Nestwatchers, who receive $100 a day, are responsible for ensuring that the general public stays far enough away to avoid scaring off the eagles and endangering their nestlings. This is no easy task at the Goldfield site with thousands of Salt River tubers passing by during the warmer months.
“We deal with a lot of the public and try to educate them on the dangers they’re posing to this protected area,” Spilker said. “We report helicopters that fly too low, and tell people with motorized hang gliders, ATVs and tubers to leave the area when they get too close to the nest.”
If the warnings go unheeded, the nestwatchers are authorized to call the sheriff.
Although the Goldfield site doesn’t often deal with one of the biggest dangers to bald eagles – people with guns – at some other sites nestwatchers have to warn hunters to stay away from nests.

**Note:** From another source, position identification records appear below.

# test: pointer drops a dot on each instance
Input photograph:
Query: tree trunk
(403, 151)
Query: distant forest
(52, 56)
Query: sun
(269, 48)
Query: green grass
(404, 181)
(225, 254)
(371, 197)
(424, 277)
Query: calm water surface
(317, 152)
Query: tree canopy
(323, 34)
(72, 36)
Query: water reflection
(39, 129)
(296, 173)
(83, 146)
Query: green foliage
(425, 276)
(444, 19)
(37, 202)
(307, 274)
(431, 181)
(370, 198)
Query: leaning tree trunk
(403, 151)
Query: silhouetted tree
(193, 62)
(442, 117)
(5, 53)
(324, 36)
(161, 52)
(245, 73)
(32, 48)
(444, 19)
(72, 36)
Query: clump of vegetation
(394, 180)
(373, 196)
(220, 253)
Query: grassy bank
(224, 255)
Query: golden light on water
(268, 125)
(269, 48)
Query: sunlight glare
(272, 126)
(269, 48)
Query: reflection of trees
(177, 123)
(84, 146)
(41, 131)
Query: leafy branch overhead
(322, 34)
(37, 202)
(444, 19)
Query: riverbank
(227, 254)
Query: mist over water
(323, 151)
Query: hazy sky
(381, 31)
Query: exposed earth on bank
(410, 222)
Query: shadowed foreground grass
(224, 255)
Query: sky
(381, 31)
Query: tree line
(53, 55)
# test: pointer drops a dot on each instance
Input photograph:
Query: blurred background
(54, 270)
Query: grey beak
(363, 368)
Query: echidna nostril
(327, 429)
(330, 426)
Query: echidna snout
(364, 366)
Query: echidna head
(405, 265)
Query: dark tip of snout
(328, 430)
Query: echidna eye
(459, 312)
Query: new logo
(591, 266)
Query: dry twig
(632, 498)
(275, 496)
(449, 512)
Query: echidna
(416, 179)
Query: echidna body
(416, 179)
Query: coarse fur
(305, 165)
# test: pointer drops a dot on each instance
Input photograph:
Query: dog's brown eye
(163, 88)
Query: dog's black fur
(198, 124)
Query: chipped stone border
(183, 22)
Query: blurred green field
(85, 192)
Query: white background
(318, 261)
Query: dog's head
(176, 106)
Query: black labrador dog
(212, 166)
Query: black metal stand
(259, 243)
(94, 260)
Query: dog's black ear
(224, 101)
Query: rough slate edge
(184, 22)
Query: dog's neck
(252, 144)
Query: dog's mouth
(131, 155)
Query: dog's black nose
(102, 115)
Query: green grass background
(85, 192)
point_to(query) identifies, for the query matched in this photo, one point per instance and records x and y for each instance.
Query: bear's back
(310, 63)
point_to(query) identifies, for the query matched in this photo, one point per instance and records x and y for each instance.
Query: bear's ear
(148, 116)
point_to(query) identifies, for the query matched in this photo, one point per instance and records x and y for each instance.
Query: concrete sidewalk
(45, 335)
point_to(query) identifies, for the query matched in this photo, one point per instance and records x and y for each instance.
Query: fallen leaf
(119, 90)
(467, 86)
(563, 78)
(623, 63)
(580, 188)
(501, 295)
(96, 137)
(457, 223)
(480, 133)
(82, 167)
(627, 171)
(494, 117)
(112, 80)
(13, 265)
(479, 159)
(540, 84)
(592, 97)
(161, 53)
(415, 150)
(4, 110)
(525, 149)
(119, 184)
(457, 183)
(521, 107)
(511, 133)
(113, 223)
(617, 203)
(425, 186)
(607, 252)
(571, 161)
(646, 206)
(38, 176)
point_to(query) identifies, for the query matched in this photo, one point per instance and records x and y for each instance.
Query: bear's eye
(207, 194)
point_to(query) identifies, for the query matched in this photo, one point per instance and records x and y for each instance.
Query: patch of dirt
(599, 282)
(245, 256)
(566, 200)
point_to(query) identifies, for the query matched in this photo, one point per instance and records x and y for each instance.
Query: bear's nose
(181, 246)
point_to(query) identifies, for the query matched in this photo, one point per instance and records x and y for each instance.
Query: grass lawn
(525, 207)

Robin Silver, co-founder of the Tucson-based Center for Biological Diversity, said he is astounded by their efforts.
“They’ve displayed amazing bravery over the years, going up to yahoos with guns like that,” he said. “The fact is that desert nesting bald eagles have survived in good part because of the program and the heroic people that work for it.”
Because bald eagles are sensitive to noise, anyone wandering too close can cause adults to “flush,” or flee, the nest. This exposes the eggs and chicks to a number of dangers.
“We like to monitor through incubation, which is a very sensitive time because the eggs really can’t be exposed for any length of time,” Spilker said. “So if a bird is severely flushed from the nest during incubation, the eggs can break or if they’re left out in the cold, they can die.”
If chicks fall out of trees, nestwatchers call animal rescue workers.
Nestwatchers have two different shifts. Friday through Sunday, they work from dawn until dusk watching the nest, recording any activity and making sure members of the public stay away. Those days can be as long as 16 hours as the season wears on.
Monday through Thursday, the nestwatchers also explore the habitat around nests to see where the bald eagles are getting food and how they are interacting with other eagles.
Spilker said there’s another payoff apart from the pay she receives for her four months’ work: the day young eagles leave the nest.
“You watch those little chicks from the time that they’re very small until the day they first take off on the breeze and there’s an incredible feeling of success when that happens,” she said.